The experience of ABBC had relocating its offices to Lisbon’s historic Chiado district offers a case study not only in the reinvigoration of Portugal’s leasehold sector, but particularly the opportunities that many older buildings now present investors, says real estate partner Luís Filipe Carvalho.
‘The 2006 changes to Portugal’s lease laws have given tenants and landlords a much greater ability to negotiate the terms of lease contracts, and to terminate contracts that were intended to be perpetual,’ he says. The changes mean that the tenants ability to unilaterally transfer tenancies has been much reduced, while landlords now have much greater control over their properties, and are increasingly able to bring historically low rent levels up to more commercial market values.
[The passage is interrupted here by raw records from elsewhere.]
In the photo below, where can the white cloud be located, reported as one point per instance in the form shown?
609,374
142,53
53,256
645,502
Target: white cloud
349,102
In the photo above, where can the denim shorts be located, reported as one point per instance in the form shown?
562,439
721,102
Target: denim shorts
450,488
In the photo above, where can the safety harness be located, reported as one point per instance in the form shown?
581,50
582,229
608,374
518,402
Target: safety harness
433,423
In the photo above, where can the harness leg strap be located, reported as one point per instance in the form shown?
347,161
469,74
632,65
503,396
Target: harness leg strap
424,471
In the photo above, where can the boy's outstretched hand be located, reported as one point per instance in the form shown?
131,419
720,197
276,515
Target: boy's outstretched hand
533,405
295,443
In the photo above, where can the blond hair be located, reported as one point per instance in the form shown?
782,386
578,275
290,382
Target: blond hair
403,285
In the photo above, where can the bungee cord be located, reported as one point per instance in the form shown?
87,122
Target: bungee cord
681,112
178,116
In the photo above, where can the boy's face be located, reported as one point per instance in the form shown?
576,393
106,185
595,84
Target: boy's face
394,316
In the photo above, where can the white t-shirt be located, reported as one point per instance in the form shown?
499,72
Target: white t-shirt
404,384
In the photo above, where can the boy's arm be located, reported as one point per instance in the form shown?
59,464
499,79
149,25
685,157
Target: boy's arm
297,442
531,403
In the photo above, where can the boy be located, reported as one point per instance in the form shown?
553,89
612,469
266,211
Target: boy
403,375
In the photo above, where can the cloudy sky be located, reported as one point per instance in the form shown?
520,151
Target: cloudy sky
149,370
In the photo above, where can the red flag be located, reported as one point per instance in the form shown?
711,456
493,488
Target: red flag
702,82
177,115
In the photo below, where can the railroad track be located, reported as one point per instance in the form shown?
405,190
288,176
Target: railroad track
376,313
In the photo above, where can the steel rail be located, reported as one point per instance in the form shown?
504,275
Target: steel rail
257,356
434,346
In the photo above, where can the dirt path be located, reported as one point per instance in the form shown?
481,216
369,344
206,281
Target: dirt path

‘The result is a much greater interest among investors in properties that would otherwise have been left to decay. While the Government also has woken to the potential locked up in Portugal’s historic buildings through the creation of schemes intended to support their conservation and redevelopment,’ says Carvalho.
But investors and developers need to note that while the ownership incentives may have increased, very strict planning and preservation orders will often apply in historic districts. This was particularly evident in the case of ABBC’s building, the birthplace of Fernando Pessoa, Portugal’s most famous writer, he explains.
‘In addition, the Town Hall and IPPAR (Architectural Preservation Society) have priority over the purchase of buildings of historic value, so it is important to ensure that they have no intention of exercising their rights, even before embarking on the planning or zoning process.’
‘It is true to say that while the leasehold market in Portugal had been dormant for many years the recent legislative changes and the redevelopment incentives now on offer have raised expectations enormously. In fact, as we look out onto the square in front of our offices we can see this change already beginning to happen.’